Service Description

WikiPathways is a community-driven molecular pathway database, supporting wide-spread topics and supported by many databases and integrative resources. It contains semantic annotations in its pathways for genes, proteins, metabolites, and interactions using a variety of reference databases, and WikiPathways is used to analyze and integrate experimental omics datasets (Slenter et al., 2017). Furthermore, human pathways from Reactome (Fabregat et al., 2018), another molecular pathway database, are integrated with WikiPathways and are therefore part of the WikiPathways RDF (Waagmeester et al., 2016). On the OpenRiskNet e-infrastructure, the WikiPathways RDF, which includes the Reactome pathways, is exposed via a Virtuoso SPARQL endpoint (although there is currently another instance than the previous OpenRiskNet instance).

Implementation

The first section is to find all molecular pathways in WikiPathways that contain the genes of interest, by matching the results of a SPARQL query to the list of genes found with the AOP-DB RDF. The SPARQL query extracts all Entrez gene IDs from all pathways in WikiPathways. When overlap between those lists are found, the pathway ID is stored in a dataframe along with its title, and organism.

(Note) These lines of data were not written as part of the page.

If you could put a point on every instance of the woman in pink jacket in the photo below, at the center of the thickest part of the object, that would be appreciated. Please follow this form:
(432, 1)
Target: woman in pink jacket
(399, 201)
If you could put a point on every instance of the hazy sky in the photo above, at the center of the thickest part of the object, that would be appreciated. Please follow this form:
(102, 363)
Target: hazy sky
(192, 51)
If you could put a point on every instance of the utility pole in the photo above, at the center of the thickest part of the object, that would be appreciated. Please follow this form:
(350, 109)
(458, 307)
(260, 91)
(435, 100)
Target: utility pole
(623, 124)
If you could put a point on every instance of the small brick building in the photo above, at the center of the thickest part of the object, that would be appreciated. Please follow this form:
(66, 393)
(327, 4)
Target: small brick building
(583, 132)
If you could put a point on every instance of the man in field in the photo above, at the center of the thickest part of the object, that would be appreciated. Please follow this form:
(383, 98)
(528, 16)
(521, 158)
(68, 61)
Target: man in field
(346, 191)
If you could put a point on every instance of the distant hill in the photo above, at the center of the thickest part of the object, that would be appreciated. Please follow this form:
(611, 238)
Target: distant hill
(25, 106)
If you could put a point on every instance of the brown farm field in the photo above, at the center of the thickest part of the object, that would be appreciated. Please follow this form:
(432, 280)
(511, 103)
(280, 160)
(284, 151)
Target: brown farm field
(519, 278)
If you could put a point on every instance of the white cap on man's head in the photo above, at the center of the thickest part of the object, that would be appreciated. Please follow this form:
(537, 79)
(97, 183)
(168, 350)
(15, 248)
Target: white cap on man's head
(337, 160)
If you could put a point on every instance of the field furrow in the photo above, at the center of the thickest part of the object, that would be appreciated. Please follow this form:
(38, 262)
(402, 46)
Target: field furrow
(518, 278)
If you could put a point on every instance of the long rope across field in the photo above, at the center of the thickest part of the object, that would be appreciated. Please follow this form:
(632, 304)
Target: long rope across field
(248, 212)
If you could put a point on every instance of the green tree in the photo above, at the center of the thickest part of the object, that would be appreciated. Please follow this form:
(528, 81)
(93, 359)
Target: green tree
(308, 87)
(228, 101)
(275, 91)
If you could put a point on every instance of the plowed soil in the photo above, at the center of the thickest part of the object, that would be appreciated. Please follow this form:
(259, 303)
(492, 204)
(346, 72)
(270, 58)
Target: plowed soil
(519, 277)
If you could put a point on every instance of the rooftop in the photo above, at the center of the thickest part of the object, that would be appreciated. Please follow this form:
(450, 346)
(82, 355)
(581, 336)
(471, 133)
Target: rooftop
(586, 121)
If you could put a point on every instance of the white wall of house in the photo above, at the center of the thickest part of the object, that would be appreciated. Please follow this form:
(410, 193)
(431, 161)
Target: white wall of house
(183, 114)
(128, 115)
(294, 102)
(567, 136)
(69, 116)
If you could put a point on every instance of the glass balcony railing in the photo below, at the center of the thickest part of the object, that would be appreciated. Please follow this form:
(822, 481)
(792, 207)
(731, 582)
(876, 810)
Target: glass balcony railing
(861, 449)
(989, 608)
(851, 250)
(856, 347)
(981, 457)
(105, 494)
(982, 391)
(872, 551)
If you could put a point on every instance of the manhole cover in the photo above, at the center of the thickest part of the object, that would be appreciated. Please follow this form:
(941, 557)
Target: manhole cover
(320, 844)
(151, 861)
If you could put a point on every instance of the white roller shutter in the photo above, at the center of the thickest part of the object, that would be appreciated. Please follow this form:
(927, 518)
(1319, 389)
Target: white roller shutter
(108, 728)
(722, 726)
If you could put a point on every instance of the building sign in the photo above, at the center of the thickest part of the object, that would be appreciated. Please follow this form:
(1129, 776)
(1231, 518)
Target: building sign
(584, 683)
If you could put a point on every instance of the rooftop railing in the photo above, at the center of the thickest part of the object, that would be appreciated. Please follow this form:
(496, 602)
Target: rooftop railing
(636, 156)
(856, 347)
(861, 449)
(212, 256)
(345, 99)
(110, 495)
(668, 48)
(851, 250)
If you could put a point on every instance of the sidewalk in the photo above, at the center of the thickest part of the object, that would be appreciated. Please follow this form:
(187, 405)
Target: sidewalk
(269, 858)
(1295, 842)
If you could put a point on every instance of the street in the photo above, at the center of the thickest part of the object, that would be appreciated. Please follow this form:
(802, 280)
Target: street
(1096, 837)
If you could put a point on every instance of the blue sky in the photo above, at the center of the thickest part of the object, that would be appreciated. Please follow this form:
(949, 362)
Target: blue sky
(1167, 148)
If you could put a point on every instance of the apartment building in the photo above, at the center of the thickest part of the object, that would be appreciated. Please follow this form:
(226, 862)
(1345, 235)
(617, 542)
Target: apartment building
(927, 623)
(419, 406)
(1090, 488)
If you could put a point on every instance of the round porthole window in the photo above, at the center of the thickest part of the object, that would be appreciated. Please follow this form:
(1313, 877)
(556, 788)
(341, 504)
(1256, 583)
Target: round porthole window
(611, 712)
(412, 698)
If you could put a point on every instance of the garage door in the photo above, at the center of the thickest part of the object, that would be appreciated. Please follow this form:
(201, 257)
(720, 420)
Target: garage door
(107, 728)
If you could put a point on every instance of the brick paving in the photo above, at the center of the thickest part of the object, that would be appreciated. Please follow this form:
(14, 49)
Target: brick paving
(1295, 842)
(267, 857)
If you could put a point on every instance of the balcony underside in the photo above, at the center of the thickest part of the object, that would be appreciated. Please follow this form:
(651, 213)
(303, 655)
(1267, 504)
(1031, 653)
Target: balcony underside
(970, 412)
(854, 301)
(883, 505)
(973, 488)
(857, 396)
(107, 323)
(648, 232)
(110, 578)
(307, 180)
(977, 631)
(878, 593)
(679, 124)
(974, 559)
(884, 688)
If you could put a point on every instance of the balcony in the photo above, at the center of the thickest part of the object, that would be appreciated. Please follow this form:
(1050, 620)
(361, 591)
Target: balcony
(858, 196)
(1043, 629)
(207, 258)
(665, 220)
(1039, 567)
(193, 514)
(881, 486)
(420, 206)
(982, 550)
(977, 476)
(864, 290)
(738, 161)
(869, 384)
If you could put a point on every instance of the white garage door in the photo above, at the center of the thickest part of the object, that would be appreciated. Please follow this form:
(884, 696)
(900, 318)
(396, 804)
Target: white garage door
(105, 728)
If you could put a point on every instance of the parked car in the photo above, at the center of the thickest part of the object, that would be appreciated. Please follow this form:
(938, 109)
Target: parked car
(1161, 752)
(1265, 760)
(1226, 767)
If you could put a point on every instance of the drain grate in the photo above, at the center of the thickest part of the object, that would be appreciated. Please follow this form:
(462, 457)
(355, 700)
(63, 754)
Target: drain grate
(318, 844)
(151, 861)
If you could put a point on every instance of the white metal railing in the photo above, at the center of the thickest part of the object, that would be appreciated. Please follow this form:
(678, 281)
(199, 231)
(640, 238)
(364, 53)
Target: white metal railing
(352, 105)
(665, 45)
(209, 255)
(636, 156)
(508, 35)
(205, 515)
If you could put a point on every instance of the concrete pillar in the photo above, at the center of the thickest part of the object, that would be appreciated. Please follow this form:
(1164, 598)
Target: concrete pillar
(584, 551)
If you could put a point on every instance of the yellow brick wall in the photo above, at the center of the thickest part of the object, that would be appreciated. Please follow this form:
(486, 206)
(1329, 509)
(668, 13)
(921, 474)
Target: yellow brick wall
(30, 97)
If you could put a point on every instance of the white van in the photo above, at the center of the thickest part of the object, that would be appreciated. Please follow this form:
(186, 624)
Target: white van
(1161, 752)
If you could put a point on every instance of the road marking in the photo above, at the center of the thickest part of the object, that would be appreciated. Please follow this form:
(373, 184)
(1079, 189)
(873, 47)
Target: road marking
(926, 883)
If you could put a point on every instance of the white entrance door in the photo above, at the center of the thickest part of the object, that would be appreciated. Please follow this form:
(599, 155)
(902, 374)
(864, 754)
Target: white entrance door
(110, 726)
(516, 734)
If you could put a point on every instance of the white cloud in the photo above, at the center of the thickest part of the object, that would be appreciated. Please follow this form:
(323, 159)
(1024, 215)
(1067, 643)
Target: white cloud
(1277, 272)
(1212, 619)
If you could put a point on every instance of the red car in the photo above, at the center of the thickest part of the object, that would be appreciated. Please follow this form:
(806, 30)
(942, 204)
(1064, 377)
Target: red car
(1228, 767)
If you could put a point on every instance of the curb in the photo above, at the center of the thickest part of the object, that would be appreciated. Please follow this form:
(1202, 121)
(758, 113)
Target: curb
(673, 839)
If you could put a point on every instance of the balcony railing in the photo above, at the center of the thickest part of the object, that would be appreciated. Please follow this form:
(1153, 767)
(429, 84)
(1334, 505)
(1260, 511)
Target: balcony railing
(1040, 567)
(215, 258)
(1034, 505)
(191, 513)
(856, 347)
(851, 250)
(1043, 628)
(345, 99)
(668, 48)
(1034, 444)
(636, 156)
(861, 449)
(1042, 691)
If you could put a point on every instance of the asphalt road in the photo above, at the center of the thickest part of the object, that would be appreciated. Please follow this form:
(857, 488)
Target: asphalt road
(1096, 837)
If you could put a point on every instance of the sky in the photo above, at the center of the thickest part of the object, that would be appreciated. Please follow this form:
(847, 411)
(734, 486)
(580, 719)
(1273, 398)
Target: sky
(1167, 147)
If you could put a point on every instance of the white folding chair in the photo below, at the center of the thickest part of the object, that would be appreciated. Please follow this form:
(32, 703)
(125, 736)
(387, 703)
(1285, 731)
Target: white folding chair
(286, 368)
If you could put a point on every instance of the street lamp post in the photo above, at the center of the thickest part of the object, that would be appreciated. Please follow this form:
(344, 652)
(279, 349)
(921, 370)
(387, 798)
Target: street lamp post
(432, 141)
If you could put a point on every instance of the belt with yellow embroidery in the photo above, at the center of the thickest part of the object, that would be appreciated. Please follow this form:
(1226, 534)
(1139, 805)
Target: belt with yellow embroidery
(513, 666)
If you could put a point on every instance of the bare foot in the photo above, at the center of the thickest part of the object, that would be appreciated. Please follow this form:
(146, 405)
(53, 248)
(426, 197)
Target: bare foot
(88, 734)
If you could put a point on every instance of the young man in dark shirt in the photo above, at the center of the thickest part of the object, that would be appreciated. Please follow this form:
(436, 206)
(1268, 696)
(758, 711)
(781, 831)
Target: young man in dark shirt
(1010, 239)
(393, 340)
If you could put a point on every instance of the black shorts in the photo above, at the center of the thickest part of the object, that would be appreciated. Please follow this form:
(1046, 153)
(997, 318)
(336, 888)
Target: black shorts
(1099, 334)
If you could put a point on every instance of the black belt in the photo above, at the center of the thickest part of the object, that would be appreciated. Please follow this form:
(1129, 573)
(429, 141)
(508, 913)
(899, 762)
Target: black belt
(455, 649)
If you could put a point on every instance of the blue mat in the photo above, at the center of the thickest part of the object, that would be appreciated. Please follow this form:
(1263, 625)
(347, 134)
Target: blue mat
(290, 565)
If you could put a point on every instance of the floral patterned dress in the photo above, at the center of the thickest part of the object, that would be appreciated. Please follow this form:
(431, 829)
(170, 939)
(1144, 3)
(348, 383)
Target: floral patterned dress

The next section is for extracting all pathways for the species of interest, along with all genes present. These are used later for pathway analysis with the data extracted from TG-GATES through the EdelweissData explorer.

# Entrez IDs of the genes received from AOP-DB.
genes
## [1] "5465"   "403654" "19013"  "25747"
# Creating an empty data frame to store the results.
WPwithGenes <- data.frame(Pathway_ID = character(), Pathway_title = character(),
                          organism = character(), Gene_ID = character(),
                          stringsAsFactors = FALSE)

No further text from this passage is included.